Thread 1 v1 = shared var; v1 = (v1 + 1) % 2; shared var = v1; ... (suspended) ... (suspended) ... (suspended)

Thread 2 ... (suspended) ... (suspended) ... (suspended) v2 = shared var; v2 = (v2 + 1) % 2; shared var = v2;

Table 1. The “normal” execution scenario: the steps of the two threads do not interleave. Thread 1 v1 = shared var; v1 = (v1 + 1) % 2; ... (suspended) ... (suspended) shared var = v1; ... (suspended)

Thread 2 ... (suspended) ... (suspended) v2 = shared var; v2 = (v2 + 1) % 2; ... (suspended) shared var = v2;

Table 2. The “abnormal” execution scenario: the steps of the two threads interleave.

2. Related Work The vast majority of software generators are PRNGs. They are based on the system clock, mathematical algorithms, for which the current output is a function of the previous output, and network statistics etc. Our generator is based on the correlation of cache misses, hardware clock imprecision and execution delays within the processor’s pipeline. Compared with other software strategies, which generate random numbers monitoring various and unpredicted actions of user [8] (e.g. mouse movements, keyboard keys pressing etc.) or events occurring in the system (e.g. interrupts from network card), our application takes implicitly such factors into account due to the fact that they influence the scheduler decisions, our strategy is based on. Another difference is that our startegy needs no seed. This is a solid argument that our application generates true random sequences of numbers. For example, the PRNG implemented in Java [14], which is fast and passes around 90% of the NIST tests, requires a seed for initialization. Our application does not need such an input to function properly and passes over 90% of the NIST tests.

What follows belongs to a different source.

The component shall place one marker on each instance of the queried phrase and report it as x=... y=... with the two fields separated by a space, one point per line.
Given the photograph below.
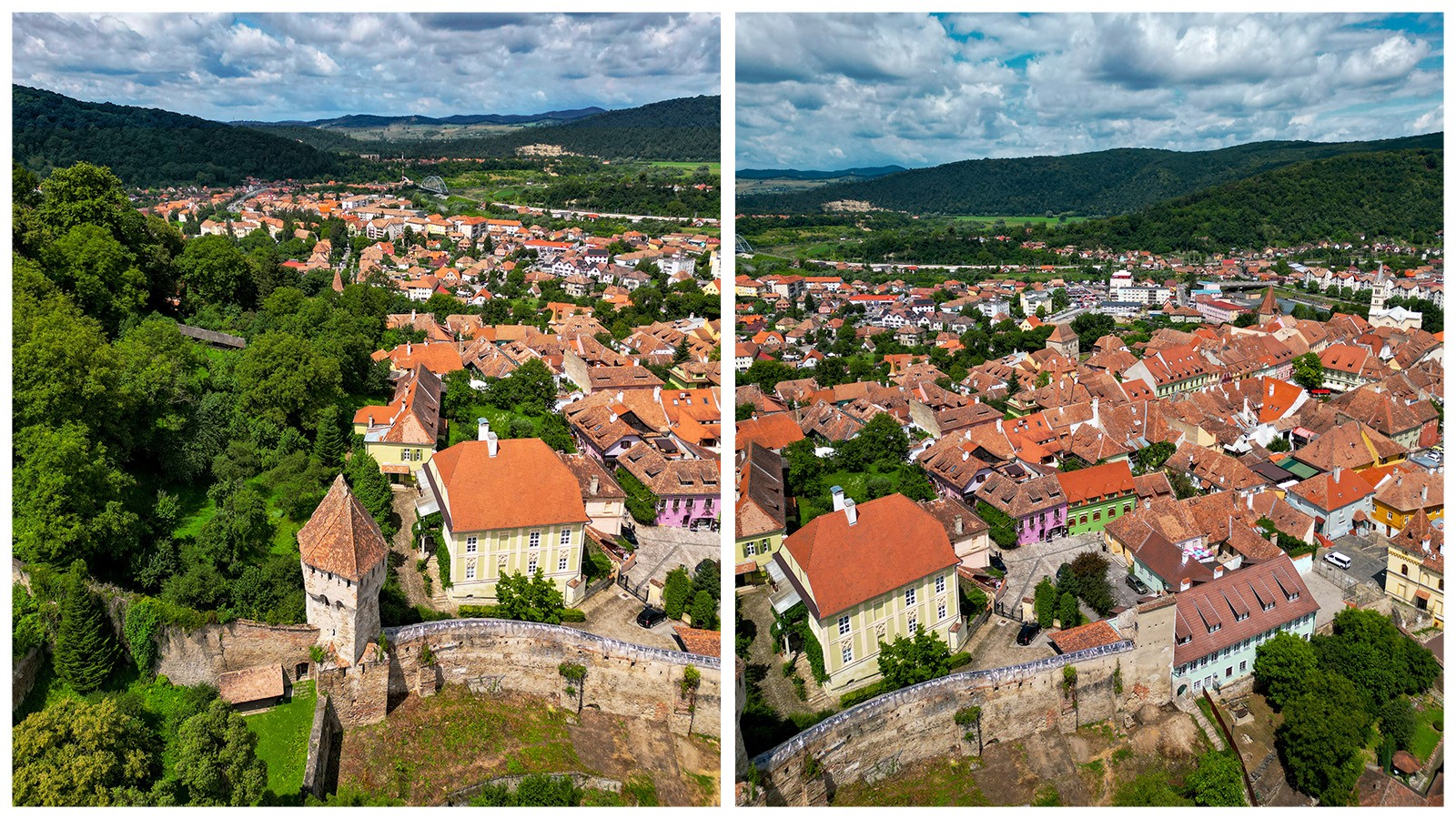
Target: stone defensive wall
x=500 y=654
x=877 y=738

3. The Strategy The idea of our work is to create more threads of the same application that access concurrently and unsynchronized a shared variable. We promote race conditions during

threads’ execution, which can lead to unpredictable results in different runs of the same application. The threads modify the shared variable in three steps: (1) read its value into another local working variable, (2) modify the read value in some way (e.g. increment or decrement) and (3) write the final value from the local working variable into the shared variable. Race conditions occur because the three steps executed concurrently by different threads can interleave in different ways, resulting in different values of the shared variable in different runs of the application. Race conditions in our case can basically lead to two different execution scenarios described in Table 1 and Table 2. The normal execution corresponds to the case the context switch occurs after the current thread succeeds executing all three steps corresponding to variable’s manipulation. The abnormal execution corresponds to the situation in which the context switch occurs before the update step is executed, letting the next concurrent thread read an inconsistent value of the shared variable.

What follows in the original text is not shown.